At the Data + AI Summit, we were thrilled to announce the early release of Delta Lake: The Definitive Guide, published by O’Reilly. The guide teaches how to build a modern lakehouse architecture that combines the performance, reliability and data integrity of a warehouse with the flexibility, scale and support for unstructured data available in a data lake. It also shows how to use Delta Lake as a key enabler of the lakehouse, providing ACID transactions, time travel, schema constraints and more on top of the open Parquet format. Delta Lake enhances Apache Spark and makes it easy to store and manage massive amounts of complex data by supporting data integrity, data quality, and performance.
What can you expect from reading this guide? Learn about all the buzz around bringing transactionality and reliability to data lakes using the Delta Lake. You will gain an understanding about the evolution of the big data technology landscape -- from data warehousing to the data lakehouse.
There is no shortage of challenges associated with building data pipelines, and this guide walks through how to tackle them and make data pipelines robust and reliable so that downstream users both realize significant value and rely on their data to make critical data driven decisions.

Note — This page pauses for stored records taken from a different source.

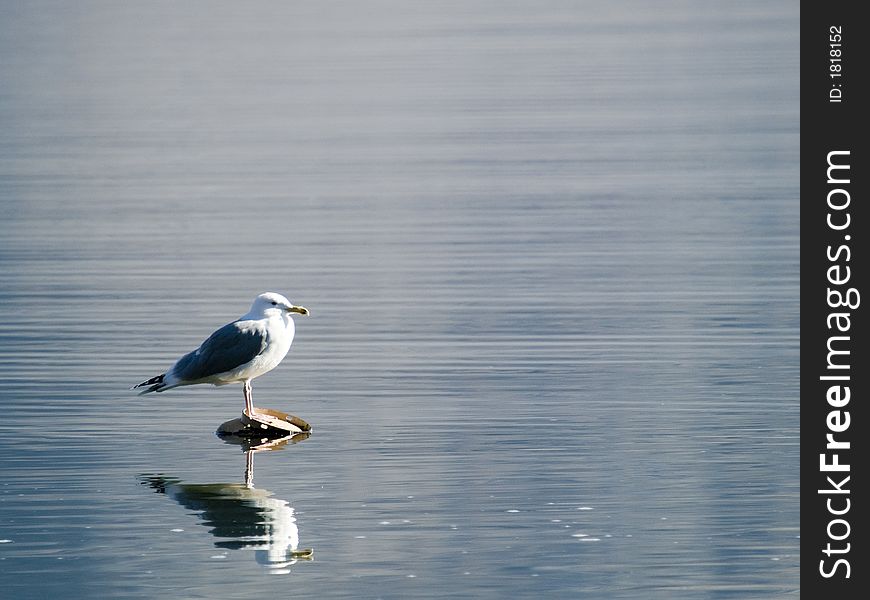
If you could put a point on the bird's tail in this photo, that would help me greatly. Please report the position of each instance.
(156, 384)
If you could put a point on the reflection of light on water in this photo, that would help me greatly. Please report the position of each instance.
(242, 516)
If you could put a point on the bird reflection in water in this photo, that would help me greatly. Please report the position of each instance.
(239, 514)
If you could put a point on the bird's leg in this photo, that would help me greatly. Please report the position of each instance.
(249, 400)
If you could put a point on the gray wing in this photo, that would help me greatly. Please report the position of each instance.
(229, 347)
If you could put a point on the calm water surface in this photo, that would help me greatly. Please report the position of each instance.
(551, 256)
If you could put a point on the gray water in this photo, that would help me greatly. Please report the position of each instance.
(550, 251)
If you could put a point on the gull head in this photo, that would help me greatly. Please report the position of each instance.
(271, 304)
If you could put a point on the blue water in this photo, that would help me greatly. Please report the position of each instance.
(551, 257)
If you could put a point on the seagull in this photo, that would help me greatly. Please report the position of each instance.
(238, 352)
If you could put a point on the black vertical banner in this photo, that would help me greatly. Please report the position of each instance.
(835, 223)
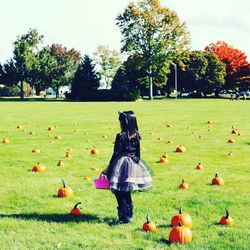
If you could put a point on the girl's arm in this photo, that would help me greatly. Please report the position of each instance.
(117, 148)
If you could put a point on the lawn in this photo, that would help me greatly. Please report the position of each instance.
(32, 217)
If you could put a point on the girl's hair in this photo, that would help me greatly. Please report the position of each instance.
(129, 124)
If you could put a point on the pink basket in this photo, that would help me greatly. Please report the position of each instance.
(102, 182)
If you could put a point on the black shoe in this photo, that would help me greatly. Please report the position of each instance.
(122, 215)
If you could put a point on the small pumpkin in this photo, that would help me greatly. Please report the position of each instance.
(183, 185)
(180, 149)
(68, 155)
(35, 150)
(75, 210)
(38, 168)
(180, 234)
(164, 158)
(94, 151)
(217, 180)
(226, 220)
(65, 192)
(185, 219)
(6, 140)
(149, 226)
(60, 164)
(199, 167)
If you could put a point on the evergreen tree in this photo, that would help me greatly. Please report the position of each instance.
(85, 79)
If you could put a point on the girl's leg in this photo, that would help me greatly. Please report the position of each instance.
(130, 206)
(122, 207)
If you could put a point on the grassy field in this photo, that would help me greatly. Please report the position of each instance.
(32, 217)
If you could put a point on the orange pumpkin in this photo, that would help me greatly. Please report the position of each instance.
(231, 140)
(75, 210)
(180, 149)
(149, 226)
(6, 140)
(35, 150)
(60, 164)
(94, 151)
(183, 185)
(38, 168)
(65, 192)
(226, 220)
(185, 219)
(164, 158)
(199, 167)
(180, 234)
(217, 180)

While many organizations have standardized on Apache Spark™ as the big data processing engine, we need to add transactionality to our data lakes to ensure a high quality end-to-end data pipeline. This is where Delta Lake comes in. Delta Lake enhances Apache Spark and makes it easy to store and manage massive amounts of complex data by supporting data integrity, data quality and performance. And with the recent announcements by Michael Armbrust and Matei Zaharia, Databricks recently released Delta Lake 1.0 on Apache Spark 3.1, with added experimental support for Google Cloud Storage, Oracle Cloud Storage and IBM Cloud Object Storage. In relation to this release, we also introduced Delta Sharing, an open protocol for secure real-time exchange of large datasets, which enables organizations to share data in real-time regardless of which computing platforms they use. We will cover the step-by-step guide on all these releases in a future release of the book.
This guide is designed to walk data engineers, data scientists and data practitioners through how to build reliable data lakes and data pipelines at scale using Delta Lake. Additionally, you will:
- Understand key data reliability challenges and how to tackle them
- Learn how to use Delta Lake to realize data reliability improvements
- Learn how to concurrently run streaming and batch jobs against a data lake
- Explore how to execute update, delete and merge commands against a data lake
- Dive into using time travel to roll back and examine previous versions of a data
- Learn best practices to build effective, high-quality end-to-end data pipelines for real-world use cases
- Integrate with other data technologies like Presto, Athena, Redshift and other BI tools and programming languages
- Learn about different use cases in which transaction log can be an absolute lifesaver, such as with data governance (GDPR/CCPA):
Book reader personas
This guide doesn’t require any prior knowledge of the modern lakehouse architecture, however, some knowledge of big data, data formats, cloud architectures and Apache Spark is helpful. While we invite anyone with an interest in data architectures and machine learning to check our guide, it’s especially useful for:
- Data engineers with Apache Spark or big data backgrounds
- Machine learning engineers who are involved in day-to-day data engineering
- Data scientists who are interested in learning behind-the-scenes data engineering for the curated data
- DBAs (or other operational folks) who know SQL and DB concepts and want to apply their knowledge the new world of data lakes
- University students who are learning all things possible in CS, Data and AI
The early release of the digital book is available now from Databricks and O’Reilly. You get to read the ebook in its earliest form—the authors’ raw and unedited content as they write—so you can take advantage of these technologies long before the official release of these titles. The final digital copy is expected to be released at the end of 2021, and the printed copies will be available in April 2022. Thanks to Gary O’Brien, Jess Haberman and Chris Faucher from O’reilly who have been helping us with the book publication.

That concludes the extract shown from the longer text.